An oxo-acid is an acid that contains oxygen. To be more specific, it is a compound that contains hydrogen, oxygen, and at least one other element, with at least one hydrogen atom bound to oxygen that can dissociate to produce the H⁺ cation and the anion of the acid.^[1]

Description

Generally, oxy-acids are simply polyatomic anions attached to a positively polarized hydrogen, which can be split off as a cation(ion).

Under Lavoisier's original theory, all acids contained oxygen, which was named from the Greek ὀξύς (oxys) (acid, sharp) and the root –γενής (–genes) (engender). It was later discovered that some acids, notably hydrochloric acid, did not contain oxygen and so acids were divided into oxoacids and these new hydracids.
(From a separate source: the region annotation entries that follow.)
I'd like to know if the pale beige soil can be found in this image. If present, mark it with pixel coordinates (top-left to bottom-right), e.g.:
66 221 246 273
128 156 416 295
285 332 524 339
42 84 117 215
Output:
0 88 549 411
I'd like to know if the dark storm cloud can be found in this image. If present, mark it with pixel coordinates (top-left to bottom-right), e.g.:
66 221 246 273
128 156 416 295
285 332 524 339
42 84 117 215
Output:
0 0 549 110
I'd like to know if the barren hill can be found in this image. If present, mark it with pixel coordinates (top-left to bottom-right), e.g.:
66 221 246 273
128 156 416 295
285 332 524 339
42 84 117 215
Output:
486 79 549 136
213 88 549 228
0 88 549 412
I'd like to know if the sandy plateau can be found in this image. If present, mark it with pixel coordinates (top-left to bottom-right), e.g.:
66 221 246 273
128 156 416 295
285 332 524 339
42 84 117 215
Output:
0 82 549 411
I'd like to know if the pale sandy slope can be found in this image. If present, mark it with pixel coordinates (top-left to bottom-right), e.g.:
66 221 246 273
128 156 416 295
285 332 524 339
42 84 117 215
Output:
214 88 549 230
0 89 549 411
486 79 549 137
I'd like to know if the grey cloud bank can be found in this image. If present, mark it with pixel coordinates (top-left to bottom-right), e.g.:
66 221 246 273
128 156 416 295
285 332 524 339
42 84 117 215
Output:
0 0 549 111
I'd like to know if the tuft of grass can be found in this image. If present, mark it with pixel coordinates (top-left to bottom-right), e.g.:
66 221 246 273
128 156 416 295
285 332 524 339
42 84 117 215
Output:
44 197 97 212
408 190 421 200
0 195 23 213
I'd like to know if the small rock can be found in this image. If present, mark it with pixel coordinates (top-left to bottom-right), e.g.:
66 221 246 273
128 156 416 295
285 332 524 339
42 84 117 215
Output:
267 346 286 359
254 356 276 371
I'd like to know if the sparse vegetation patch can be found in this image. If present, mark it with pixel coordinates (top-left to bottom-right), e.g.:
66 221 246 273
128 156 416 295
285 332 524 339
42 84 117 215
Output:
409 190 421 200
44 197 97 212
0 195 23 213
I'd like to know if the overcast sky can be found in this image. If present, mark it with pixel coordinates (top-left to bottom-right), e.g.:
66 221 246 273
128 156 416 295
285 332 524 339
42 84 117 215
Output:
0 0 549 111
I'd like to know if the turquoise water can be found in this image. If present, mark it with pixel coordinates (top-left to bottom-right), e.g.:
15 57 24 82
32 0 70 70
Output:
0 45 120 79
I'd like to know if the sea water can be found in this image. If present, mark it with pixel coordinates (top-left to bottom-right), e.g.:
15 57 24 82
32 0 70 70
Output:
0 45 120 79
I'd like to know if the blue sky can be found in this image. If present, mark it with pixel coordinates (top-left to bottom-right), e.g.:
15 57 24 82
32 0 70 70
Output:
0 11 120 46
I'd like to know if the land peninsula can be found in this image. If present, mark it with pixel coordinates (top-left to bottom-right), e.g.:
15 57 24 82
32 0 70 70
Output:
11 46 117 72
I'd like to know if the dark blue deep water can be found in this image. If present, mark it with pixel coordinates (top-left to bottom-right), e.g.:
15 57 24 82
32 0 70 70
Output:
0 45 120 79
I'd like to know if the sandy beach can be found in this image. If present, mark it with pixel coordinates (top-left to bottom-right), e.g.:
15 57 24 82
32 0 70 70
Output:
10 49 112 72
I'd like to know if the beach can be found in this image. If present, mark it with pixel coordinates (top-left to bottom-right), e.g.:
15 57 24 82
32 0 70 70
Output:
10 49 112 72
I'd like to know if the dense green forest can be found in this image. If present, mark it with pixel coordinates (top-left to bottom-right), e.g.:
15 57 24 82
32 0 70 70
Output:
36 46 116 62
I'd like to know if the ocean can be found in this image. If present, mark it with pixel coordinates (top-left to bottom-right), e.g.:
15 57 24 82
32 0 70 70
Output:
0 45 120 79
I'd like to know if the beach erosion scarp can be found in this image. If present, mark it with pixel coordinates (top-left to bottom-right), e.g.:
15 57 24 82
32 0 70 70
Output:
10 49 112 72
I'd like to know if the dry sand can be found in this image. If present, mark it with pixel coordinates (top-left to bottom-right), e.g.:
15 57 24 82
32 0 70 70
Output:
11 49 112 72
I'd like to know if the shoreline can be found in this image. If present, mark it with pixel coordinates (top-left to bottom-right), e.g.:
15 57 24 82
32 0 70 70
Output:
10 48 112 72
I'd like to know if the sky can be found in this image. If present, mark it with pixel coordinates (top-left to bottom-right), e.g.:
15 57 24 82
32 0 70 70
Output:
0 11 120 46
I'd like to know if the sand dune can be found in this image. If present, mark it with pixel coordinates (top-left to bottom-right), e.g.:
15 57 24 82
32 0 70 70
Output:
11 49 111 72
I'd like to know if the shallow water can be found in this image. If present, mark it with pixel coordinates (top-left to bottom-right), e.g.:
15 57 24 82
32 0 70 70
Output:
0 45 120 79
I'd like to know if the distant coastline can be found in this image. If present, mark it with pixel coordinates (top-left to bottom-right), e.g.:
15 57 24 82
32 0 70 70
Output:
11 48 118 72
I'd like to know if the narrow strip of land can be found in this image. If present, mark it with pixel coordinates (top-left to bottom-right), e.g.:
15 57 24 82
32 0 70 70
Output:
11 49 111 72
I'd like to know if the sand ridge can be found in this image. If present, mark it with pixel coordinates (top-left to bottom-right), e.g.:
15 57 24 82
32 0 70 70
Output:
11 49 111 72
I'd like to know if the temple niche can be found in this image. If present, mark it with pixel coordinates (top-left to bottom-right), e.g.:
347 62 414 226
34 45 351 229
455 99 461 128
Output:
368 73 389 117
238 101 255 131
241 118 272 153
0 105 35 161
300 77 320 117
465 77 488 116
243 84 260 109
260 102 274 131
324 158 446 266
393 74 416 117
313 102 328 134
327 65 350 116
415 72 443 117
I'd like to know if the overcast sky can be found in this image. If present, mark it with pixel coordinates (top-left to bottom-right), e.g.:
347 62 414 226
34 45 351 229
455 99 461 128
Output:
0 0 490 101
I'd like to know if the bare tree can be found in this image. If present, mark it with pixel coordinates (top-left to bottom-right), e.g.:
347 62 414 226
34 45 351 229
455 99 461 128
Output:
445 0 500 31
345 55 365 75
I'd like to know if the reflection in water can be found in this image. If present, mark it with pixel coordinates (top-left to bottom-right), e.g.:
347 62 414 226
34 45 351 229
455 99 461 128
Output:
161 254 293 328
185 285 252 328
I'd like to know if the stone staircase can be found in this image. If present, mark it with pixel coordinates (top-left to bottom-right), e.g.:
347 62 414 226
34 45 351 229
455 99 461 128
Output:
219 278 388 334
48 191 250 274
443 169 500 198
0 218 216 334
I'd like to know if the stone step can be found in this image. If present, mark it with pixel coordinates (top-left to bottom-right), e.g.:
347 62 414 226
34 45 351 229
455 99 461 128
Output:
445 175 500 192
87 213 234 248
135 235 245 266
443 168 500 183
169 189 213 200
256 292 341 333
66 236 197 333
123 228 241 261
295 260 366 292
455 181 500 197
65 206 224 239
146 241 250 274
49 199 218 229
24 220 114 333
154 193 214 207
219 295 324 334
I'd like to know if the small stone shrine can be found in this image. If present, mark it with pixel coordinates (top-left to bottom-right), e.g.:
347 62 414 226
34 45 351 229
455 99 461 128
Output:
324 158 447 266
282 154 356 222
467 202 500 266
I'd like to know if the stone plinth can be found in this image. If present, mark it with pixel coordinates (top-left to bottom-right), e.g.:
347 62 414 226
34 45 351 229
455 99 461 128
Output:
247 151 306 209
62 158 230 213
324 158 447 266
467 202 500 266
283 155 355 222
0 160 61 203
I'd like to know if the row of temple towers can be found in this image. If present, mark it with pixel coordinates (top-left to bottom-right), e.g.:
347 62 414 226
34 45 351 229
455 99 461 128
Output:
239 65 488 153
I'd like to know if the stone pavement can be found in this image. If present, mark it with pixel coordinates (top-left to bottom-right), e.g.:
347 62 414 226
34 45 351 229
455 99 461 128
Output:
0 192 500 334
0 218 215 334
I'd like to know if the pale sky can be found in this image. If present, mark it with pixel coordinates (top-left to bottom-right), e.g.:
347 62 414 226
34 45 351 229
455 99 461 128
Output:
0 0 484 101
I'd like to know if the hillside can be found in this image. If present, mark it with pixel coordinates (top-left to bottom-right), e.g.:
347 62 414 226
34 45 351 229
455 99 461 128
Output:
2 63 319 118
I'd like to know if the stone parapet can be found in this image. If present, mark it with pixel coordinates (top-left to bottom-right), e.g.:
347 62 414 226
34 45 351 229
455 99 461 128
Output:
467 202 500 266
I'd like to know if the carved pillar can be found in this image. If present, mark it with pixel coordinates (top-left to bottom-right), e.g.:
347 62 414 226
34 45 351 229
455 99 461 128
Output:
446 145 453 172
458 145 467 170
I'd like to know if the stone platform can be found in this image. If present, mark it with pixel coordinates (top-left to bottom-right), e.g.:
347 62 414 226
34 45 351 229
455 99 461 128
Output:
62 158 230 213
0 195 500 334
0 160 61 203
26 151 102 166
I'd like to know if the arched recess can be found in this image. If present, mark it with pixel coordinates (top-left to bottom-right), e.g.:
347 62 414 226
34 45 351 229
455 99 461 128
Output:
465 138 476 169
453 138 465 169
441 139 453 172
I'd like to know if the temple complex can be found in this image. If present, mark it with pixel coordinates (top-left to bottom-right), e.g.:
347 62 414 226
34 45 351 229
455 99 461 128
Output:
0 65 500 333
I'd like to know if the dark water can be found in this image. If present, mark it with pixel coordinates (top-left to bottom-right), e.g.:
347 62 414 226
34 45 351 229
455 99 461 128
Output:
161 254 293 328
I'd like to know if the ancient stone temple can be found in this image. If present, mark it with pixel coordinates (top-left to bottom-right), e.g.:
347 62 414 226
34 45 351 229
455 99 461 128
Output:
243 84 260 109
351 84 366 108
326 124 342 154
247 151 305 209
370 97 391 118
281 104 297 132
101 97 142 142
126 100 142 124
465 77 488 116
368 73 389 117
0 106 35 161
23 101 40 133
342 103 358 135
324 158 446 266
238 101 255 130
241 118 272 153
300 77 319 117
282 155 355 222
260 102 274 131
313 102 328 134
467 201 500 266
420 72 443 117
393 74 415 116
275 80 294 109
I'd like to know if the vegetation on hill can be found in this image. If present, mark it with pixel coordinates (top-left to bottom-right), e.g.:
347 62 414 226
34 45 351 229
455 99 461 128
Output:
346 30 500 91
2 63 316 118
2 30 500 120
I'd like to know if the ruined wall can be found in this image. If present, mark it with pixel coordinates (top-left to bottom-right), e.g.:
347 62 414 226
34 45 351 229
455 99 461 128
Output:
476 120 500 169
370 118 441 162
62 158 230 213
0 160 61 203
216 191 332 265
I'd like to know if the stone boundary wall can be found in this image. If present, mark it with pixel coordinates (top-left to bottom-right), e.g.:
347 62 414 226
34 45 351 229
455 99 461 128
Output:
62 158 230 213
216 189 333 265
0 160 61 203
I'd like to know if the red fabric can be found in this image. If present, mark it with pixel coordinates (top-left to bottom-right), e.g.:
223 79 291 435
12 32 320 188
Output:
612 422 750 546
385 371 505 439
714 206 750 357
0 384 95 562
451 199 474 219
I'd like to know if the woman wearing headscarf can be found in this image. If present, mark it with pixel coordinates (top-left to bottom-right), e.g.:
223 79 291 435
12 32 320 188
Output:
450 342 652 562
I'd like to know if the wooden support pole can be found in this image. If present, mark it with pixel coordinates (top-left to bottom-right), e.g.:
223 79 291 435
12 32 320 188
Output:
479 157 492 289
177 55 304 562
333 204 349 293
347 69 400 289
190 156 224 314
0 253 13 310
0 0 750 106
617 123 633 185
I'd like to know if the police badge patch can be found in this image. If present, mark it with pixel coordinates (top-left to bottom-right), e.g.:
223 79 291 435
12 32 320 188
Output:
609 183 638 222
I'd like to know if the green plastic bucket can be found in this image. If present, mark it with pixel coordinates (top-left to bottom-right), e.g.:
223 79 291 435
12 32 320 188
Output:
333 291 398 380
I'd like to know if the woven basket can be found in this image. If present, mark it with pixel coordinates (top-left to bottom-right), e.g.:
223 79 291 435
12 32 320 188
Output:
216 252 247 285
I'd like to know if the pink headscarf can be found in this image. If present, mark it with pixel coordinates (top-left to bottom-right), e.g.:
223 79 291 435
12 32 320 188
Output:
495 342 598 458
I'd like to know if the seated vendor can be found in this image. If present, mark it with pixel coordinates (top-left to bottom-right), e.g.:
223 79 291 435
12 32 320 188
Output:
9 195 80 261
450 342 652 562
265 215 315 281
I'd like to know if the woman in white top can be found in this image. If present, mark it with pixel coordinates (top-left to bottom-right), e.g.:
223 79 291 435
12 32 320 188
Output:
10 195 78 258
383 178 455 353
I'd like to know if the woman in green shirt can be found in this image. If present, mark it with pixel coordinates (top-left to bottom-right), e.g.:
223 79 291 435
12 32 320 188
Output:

All oxy-acids have the acidic hydrogen bound to an oxygen atom, so bond strength (length) is not a factor, as it is with binary nonmetal hydrides. Rather, the electronegativity of the central atom (E) and the number of O atoms determine oxy-acid acidity. With the same "central atom" E to which the O is attached, acid strength increases as the number of oxygen attached to E increases. With the same number of oxygens around E, acid strength increases with the electronegativity of E.

Imidic acids are created by replacing =O with =NR in an oxoacid.^[2]

Properties

An oxy-acid molecule contains the structure M-O-H, where other atoms or atom groups can be connected to the central atom M. In a solution, such a molecule can be dissociated to ions in two distinct ways:

• M-O-H <=> (M-O)⁻ + H⁺
• M-O-H <=> (M)⁺ + OH^−[3]

If the central atom M is strongly electronegative, then it attracts strongly the electrons of the oxygen atom. In that case, the bond between the oxygen and hydrogen atom is weak, and the compound ionizes easily in the way of the former of the two chemical equations above. In this case, the compound MOH is thus an acid, because it releases a proton, that is, a hydrogen ion. For example, nitrogen, sulfur and chlorine are strongly electronegative elements, and therefore nitric acid, sulfuric acid, and perchloric acid, are strong acids.

If, however, the electronegativity of M is weak, then the compound is dissociated to ions according to the latter chemical equation, and MOH is an alkaline hydroxide. Examples of such compounds are sodium hydroxide NaOH and calcium hydroxide Ca(OH)₂.^[3] If the electronegativity of M is somewhere in between, the compound can even be amphoteric, and in that case, it can dissociate to ions in both ways, in the former case when reacting with bases, and in the latter case when reacting with acids.^[3]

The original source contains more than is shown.